Lomé adopte un cadre légal pionnier pour sécuriser les activités nucléaires
Lomé — L’Assemblée nationale togolaise a franchi une étape historique en adoptant, mardi, quatre textes législatifs destinés à encadrer strictement les usages du nucléaire et des rayonnements ionisants. Cette décision, prise en séance plénière sous la présidence du Professeur Komi Selom Klassou, s’inscrit dans une dynamique de modernisation des normes nationales pour les aligner sur les standards internationaux les plus exigeants.
La réunion, présidée par le président de l’Assemblée, a vu la participation active du ministre délégué chargé de l’Énergie, Robert Koffi Messan Eklo. Les députés ont validé en première lecture quatre conventions internationales majeures : la Convention sur la sûreté nucléaire (adoptée à Vienne en 1994), la Convention commune sur la sécurité du combustible usé et des déchets radioactifs (1997), ainsi que deux textes sur la notification rapide des accidents nucléaires et l’assistance mutuelle en cas d’urgence radiologique (tous deux de 1986).

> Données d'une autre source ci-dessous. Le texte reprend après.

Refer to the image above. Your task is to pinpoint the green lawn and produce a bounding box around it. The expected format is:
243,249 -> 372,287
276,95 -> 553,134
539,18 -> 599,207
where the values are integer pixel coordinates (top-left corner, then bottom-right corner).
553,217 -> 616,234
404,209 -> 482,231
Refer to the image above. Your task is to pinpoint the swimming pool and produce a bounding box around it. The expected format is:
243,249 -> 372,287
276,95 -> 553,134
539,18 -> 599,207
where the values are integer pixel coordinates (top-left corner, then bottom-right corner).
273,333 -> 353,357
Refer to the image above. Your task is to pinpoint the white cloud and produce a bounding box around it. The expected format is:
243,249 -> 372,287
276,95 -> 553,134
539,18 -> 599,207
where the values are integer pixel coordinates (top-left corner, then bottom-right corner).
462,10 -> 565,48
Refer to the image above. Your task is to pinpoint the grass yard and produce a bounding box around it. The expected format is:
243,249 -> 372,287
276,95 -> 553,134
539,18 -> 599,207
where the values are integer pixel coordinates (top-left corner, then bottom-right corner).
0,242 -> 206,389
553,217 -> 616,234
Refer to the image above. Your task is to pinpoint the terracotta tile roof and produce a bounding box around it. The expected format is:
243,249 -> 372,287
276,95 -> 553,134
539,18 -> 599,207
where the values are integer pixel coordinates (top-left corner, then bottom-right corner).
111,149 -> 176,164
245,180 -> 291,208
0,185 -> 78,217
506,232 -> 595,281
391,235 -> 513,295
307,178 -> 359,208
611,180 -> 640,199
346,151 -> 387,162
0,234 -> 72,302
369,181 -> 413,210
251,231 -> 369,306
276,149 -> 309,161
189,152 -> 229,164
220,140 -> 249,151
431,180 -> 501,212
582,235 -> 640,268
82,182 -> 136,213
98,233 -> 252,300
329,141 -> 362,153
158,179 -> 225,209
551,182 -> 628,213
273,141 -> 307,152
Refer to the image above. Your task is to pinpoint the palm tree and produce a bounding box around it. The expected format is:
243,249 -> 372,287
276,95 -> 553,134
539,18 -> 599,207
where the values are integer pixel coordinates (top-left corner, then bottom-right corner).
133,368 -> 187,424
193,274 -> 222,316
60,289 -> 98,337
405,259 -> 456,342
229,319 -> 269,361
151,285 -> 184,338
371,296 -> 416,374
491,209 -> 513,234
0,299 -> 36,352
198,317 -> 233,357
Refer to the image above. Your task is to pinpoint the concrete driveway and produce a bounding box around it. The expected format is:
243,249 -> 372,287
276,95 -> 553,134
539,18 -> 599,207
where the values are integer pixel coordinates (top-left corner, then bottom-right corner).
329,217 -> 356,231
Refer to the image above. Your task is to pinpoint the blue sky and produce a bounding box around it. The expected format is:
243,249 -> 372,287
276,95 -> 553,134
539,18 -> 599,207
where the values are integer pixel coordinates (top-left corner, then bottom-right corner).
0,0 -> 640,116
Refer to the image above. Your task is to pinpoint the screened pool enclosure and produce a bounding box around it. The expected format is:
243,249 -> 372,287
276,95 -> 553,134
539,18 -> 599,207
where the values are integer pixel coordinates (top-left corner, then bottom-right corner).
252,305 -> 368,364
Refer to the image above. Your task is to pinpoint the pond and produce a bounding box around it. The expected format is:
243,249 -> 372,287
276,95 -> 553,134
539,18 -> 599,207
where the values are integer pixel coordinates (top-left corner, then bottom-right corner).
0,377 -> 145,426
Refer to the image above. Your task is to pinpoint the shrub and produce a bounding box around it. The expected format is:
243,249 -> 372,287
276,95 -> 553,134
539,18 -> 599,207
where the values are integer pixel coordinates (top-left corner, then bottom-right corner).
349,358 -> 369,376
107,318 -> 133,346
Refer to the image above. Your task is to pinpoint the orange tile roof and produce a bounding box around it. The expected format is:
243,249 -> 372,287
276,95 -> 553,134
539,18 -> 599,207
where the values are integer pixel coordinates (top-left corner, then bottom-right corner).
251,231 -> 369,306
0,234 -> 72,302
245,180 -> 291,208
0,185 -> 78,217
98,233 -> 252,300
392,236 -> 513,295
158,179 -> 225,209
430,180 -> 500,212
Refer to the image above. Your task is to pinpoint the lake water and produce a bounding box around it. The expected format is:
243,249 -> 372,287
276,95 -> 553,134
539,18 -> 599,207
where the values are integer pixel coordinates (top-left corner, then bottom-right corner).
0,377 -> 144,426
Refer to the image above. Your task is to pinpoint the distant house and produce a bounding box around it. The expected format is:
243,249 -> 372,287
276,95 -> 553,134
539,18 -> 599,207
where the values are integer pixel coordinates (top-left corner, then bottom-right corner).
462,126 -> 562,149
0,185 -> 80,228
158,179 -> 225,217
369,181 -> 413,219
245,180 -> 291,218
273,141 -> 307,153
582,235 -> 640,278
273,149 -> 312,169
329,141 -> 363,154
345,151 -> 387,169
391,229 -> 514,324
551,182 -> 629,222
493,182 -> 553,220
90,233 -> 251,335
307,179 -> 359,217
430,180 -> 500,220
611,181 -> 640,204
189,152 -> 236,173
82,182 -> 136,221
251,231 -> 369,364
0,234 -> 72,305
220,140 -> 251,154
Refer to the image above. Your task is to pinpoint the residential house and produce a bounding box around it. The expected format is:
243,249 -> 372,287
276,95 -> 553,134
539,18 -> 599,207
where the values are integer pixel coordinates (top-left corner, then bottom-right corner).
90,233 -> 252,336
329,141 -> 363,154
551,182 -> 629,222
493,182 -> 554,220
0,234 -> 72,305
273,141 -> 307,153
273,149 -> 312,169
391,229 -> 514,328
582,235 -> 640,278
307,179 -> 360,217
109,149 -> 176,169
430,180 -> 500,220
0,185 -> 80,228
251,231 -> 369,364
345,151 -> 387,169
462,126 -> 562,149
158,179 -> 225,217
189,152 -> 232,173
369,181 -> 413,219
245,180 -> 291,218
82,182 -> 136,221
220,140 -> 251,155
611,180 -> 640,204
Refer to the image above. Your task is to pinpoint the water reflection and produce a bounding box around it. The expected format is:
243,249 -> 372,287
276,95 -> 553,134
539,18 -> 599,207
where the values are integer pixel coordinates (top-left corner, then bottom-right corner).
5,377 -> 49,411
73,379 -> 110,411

Un engagement multilatéral pour la protection des populations et de l’environnement
L’adhésion à ces conventions répond à un double impératif : d’une part, sécuriser l’exploitation des technologies nucléaires dans des secteurs stratégiques comme la santé, l’industrie ou l’agriculture ; d’autre part, anticiper les risques de contamination en garantissant une transparence totale avec les instances internationales. Comme l’a souligné Aklesso Atcholi, président de l’UNIR, « le nucléaire représente une opportunité inestimable pour notre développement, mais son utilisation doit s’accompagner d’un cadre réglementaire infaillible pour préserver l’intégrité de notre écosystème et la santé de nos concitoyens ».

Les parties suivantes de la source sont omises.